Schleswig-Holstein

Bildungsministerin Prof. Dr. Waltraud ´Wara´ Wende: "Eine ehrliche Analyse der Unterrichtssituation: Wir machen Schluss mit der Schönfärberei"

"Wir rechnen uns die Welt nicht schön", sagte heute (16. November) Bildungsministerin Prof. Dr. Waltraud ´Wara´ Wende in ihrer Landtagsrede zur Unterrichtsversorgung in Schleswig-Holstein. "Schönfärberei wurde in der jüngsten Vergangenheit zu Genüge erprobt - damit ist jetzt Schluss." Zur Ehrlichkeit gehöre es, mögliche Mängel und Defizite nicht zu verschweigen und dann auch zu sagen, wie man die Situation für Schleswig-Holsteins Schulen nachhaltig verbessern will. "Und so machen wir das heute", sagte die Ministerin.

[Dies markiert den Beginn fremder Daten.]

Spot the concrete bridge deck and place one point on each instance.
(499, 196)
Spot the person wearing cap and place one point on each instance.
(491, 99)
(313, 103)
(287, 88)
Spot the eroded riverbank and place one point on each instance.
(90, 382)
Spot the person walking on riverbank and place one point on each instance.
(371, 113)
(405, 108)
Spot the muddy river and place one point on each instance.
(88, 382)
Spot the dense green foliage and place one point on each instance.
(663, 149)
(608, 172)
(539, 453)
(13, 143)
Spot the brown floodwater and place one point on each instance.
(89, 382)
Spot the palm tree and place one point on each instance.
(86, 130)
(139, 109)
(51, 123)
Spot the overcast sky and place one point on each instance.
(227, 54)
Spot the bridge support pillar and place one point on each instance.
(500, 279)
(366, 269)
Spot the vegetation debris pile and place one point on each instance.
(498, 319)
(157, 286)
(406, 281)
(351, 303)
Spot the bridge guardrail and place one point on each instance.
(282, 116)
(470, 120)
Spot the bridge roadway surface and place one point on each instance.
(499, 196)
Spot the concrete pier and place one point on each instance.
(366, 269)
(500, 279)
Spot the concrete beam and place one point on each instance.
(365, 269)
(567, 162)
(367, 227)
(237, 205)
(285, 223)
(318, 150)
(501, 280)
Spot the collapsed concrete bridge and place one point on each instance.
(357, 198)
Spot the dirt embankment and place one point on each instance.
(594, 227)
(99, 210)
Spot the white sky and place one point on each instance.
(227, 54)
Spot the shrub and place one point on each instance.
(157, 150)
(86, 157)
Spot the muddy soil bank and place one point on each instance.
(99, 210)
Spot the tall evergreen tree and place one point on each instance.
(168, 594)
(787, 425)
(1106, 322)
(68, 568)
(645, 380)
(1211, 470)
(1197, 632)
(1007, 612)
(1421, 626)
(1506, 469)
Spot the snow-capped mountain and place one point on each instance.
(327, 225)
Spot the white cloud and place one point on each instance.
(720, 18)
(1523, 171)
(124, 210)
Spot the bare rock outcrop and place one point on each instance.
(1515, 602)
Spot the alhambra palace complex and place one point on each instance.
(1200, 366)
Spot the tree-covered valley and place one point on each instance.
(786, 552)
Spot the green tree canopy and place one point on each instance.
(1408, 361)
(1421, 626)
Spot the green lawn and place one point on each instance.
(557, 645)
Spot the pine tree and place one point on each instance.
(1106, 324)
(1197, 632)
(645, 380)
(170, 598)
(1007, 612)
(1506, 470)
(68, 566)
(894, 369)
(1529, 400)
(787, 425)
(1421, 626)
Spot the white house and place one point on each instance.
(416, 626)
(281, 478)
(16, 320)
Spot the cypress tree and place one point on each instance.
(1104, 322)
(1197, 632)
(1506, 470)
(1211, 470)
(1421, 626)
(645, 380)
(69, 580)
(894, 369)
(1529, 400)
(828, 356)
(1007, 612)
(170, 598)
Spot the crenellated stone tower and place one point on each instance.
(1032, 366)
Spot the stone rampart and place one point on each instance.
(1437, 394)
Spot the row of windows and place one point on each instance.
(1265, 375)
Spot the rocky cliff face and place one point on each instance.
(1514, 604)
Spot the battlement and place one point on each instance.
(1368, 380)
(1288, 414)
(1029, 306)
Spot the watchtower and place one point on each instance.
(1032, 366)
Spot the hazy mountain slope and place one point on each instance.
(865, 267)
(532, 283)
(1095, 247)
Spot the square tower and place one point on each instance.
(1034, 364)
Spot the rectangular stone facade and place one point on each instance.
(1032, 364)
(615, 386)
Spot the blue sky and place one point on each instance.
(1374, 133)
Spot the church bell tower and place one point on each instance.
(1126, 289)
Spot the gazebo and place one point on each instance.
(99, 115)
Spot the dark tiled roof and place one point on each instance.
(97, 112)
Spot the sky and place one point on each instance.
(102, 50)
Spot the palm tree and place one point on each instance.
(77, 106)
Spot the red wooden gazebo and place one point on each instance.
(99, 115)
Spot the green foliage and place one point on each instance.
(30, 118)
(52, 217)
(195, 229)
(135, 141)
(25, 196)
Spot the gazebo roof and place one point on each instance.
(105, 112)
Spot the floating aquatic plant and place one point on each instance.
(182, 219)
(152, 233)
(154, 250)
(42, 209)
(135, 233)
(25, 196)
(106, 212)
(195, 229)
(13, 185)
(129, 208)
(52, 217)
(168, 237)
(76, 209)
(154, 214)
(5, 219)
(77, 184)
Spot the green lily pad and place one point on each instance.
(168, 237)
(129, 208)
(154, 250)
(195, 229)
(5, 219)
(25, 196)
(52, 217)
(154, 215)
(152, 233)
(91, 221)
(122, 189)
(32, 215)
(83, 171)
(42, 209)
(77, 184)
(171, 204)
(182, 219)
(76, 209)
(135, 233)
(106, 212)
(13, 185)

16.11.2012 Pressemeldung Ministerium für Schule und Berufsbildung des Landes Schleswig-Holstein

Die Frage laute: Wird der in den Stundentafeln als notwendig erachtete Unterricht an den Schulen erbracht und gibt es ausreichend Lehrpersonal, um eine 100-Prozent-Ausstattung zu erreichen? "Nein", sagt die Ministerin, dazu benötigten die Schulen 1.250 Planstellen sowie 350 Erzieherinnen und Erzieherstellen mehr. "Dass es in fast keinem Bundesland gelingt, die in den Lehrplänen vorgegebenen Stundentafeln hundertprozentig zu erfüllen, kann da kaum beruhigen", sagte sie und betonte: "Wir steuern gegen."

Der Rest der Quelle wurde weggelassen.